What is Kafka Streams?

Kafka Streams is a Java library for stream processing on Apache Kafka. Learn what it is, how it works, when to use it, and when to pick another tool.

Understand what Kafka Streams is, and what it isn't.

Kafka Streams is a Java library for processing data that lives in Apache Kafka. You add it as a dependency, write a topology, and your own application becomes the stream processor. There is no separate cluster to deploy, no job to submit, no scheduler to babysit: the processing runs inside your service, next to your business logic.

That single design choice (a library, not a platform) explains almost everything about how Kafka Streams behaves in production, for better and for worse. This guide covers both.

What you'll learn:

  • What Kafka Streams is and how it differs from the plain consumer API
  • Why being a library (not a cluster) shapes how you run it
  • What you can realistically build with it
  • When Kafka Streams is the right tool, and when it isn't

A library, not a cluster

Most stream processors (Flink, Spark Structured Streaming) are systems you stand up and submit jobs to. Kafka Streams inverts that. It is a org.apache.kafka:kafka-streams JAR on your classpath. Your app reads from topics, transforms records, and writes to topics, all through a fluent API:

StreamsBuilder builder = new StreamsBuilder();
builder.<String, String>stream("orders")
    .filter((key, order) -> order.contains("\"status\":\"PAID\""))
    .to("paid-orders");

KafkaStreams streams = new KafkaStreams(builder.build(), props);
streams.start();

That is a complete, runnable stream processor, with one catch in props: since Kafka 3.0, default.key.serde and default.value.serde have no default value, so set them (along with application.id and bootstrap.servers) or the app throws a StreamsException at startup:

Properties props = new Properties();
props.put(StreamsConfig.APPLICATION_ID_CONFIG, "order-filter");
props.put(StreamsConfig.BOOTSTRAP_SERVERS_CONFIG, "localhost:9092");
props.put(StreamsConfig.DEFAULT_KEY_SERDE_CLASS_CONFIG, Serdes.String().getClass());
props.put(StreamsConfig.DEFAULT_VALUE_SERDE_CLASS_CONFIG, Serdes.String().getClass());

It scales the same way any Kafka consumer scales: run more instances, and Kafka's consumer group protocol spreads the partitions across them. No resource manager, no cluster, no YARN.

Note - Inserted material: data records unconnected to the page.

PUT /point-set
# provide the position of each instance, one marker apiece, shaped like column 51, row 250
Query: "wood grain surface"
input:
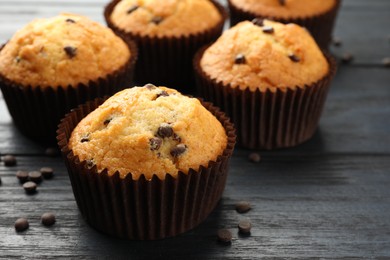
column 328, row 198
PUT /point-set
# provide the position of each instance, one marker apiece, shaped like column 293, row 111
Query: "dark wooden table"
column 327, row 198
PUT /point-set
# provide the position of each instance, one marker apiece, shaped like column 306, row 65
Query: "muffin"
column 168, row 34
column 52, row 65
column 147, row 163
column 318, row 16
column 270, row 78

The trade-off is ownership. Because Kafka Streams runs inside your process, you own its memory, its state on local disk, its restarts, and its rebalances. A Flink operator hands those concerns to a cluster; a Kafka Streams developer carries them.

"For 80 to 90 percent of stream-processing use cases, either Kafka Streams or Flink will work. The real question is the deployment model and who operates it." — paraphrasing a recurring theme from Kafka maintainers on the deployment-model trade-off

More than the consumer API

You could write all of this with a raw Kafka consumer and producer. People do, and then slowly reinvent Kafka Streams badly. The library gives you, for free, things that are tedious and error-prone to hand-roll:

  • Stateful operations: aggregations, counts, and joins backed by a local store that survives restarts (covered in state stores).
  • Event-time windowing: group records by when they happened, not when they arrived (windowing).
  • Exactly-once processing: the read-process-write cycle made atomic with one config flag (exactly-once).
  • Automatic scaling and fault tolerance: partitions, tasks, and state move between instances without you writing rebalance code.

The unit you work with is the stream (KStream, an unbounded log of events) and the table (KTable, the latest value per key). Understanding the difference between those two is the single most useful concept in the library. See KStream vs KTable.

What you can build

Kafka Streams fits a specific shape of problem: continuous, per-record processing of Kafka data, by the team that owns the application.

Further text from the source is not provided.